32 Seiten, Note: 1,0


Leseprobe


Inhaltsverzeichnis

0. Einleitung[1]

1. Die Figur des Meisterfaun
1.1. Reale Hintergründe des Faun
1.2. Erscheinen des Meisterfaun im Werk
1.2.1. Im 2.Band des „Wundertäters“
1.2.2. Im 3.Band des „Wundertäters“

2 Die Beziehung zwischen Meisterfaun und Büdner
2.1 Das Über-Ich und/oder das Fantasieprodukt Meisterfaun
2.2 Das Verschwinden des Faun und/oder die Transformation des Ichs

3 Konklusion

4 Anmerkungen

5 Literaturverzeichnis[2]

Wortzahl: 7471

0 Einleitung

Nach fünf Jahren der intensiven Arbeit am dritten Band des Wundertäters und einem zwei Jahre währenden „Ringen“ um dessen Veröffentlichung erscheint dieser schließlich im Jahr 1980. Dieser Zeitraum spiegelt sich in authentischer Weise in Strittmatters erst 1990 veröffentlichtem Werk „Die Lage in den Lüften“ wider. In ähnlicher Tradition steht auch das 1981 veröffentlichte, jedoch bereits in den 1960-er Jahren verfasste Werk „Selbstermunterungen“, das in ähnlicher Weise Auskunft gibt über Strittmatters Selbstverständnis und die neue poetische Konzeption.[3] So ist für den 21.Mai 1976[4] vermerkt: „Der Entschluß, den WUNDERTÄTER III ohne Rücksicht auf parteipolitische Konventionen und so zu schreiben, daß er einzig der Wahrheit dient (oder dem, was ich für die Wahrheit halte), leitete einen neuen Abschnitt in meinem Leben und in meiner Arbeit ein.“[5] Dieser „neue Abschnitt“ seines Lebens sei geprägt durch die „Befreiung“[6], vor allem von der parteilichen „Sektiererei“[7], welche er „im dritten WUNDERTÄTER künstlerisch abhandeln“ wird[8]. Je weiter die Arbeit an eben jenem Roman voranschreitet, je sicherer scheint sich Strittmatter zu sein, wie er am 24.Januar 1977 äußert, er „schreibe ... gar zum ersten Mal von der Position aus, daß nicht veröffentlicht werden wird, was ich schreibe, und auch, was ich dann schreiben werde, wird aus politischen Gründen nicht veröffentlicht werden.“[9] Dies bezeichnet er als „das große Abenteuer“ seiner „letzten Lebensjahre“.[10]

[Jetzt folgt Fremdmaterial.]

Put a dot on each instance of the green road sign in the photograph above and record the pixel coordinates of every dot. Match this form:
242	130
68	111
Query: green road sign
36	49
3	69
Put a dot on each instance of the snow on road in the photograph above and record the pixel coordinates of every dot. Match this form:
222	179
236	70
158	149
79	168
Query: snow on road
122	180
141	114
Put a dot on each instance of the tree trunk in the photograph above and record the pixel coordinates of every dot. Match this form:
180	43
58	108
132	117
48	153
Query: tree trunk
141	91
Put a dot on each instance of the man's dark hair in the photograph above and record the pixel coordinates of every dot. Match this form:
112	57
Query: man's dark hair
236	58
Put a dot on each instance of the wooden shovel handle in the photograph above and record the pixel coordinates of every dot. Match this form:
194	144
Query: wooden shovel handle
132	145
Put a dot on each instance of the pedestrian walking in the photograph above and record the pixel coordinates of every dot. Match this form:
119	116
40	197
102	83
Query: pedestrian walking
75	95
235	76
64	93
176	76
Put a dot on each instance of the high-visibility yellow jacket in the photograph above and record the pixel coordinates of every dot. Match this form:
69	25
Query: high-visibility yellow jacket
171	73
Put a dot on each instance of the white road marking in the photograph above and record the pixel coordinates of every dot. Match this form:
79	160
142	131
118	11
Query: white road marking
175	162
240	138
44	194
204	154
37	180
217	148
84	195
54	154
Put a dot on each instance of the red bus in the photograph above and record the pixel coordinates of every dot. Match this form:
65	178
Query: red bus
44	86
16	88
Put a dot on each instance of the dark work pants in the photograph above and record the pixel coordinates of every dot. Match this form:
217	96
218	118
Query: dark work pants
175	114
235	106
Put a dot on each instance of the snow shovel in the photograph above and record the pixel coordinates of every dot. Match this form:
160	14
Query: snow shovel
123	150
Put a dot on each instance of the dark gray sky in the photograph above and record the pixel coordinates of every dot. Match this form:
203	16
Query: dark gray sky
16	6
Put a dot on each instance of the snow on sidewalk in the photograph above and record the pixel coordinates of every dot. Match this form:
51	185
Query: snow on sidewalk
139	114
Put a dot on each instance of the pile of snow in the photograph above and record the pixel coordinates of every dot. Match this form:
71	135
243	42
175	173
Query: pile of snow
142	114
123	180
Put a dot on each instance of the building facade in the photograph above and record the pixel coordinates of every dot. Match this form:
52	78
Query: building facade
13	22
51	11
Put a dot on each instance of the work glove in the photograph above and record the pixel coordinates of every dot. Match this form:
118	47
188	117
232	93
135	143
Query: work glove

In „Kindlers Neuem Literatur Lexikon“ wird Strittmatters poetisches Hauptanliegen mit der poetischen Behandlung des „ ‚Anderswerden[s] de[s] Menschen’ “ beschrieben. Maßgeblich würden hierbei der Interaktion und (Selbst-)Reflexion der Figuren, insbesondere deren Konflikten und ihrer Bewältigung, Ausdruck verliehen. Der „autobiographische Bezug, die Gestaltung naiver Helden, eine bildhafte Sprache, die auch Dialektformen einbezieht, und die Verwendung satirischer und ironischer Mittel [zählen] zu den wichtigsten Elementen seiner Schreibweise“[11]. Dabei ist diesen Werken immanent, den Prozess des Anderswerdens des menschlichen Individuums in vielfältiger Hinsicht darzustellen.[12] Ausdruck dieser Persönlichkeitsentwicklung sind sowohl die autobiographischen Schriften „Selbstermunterungen“[13] und „Die Lage in den Lüften“ wie auch die autobiographische Züge tragende „Wundertäter“- und „Laden“-Trilogie.

Hans Richter beschreibt, die Eigenart Strittmatters liege darin, als ein „trotzig-selbstbewußter Autodidakt und ‚Selbstdenker’“ darauf zu pochen, „die eigene Begegnung mit dem Leben“ zu suchen und daraus Erfahrung zu gewinnen.[14] Dieser Prozess der Sinnsuche, der Sinnbildung, der Sinnverfolgung, der Sinnfindung, der Sinnerfüllung sowie der Sinnbewahrung ist prägendes Kennzeichen der Entwicklung des in der Wundertätertrilogie auftretenden Helden Stanislaus Büdner.[15]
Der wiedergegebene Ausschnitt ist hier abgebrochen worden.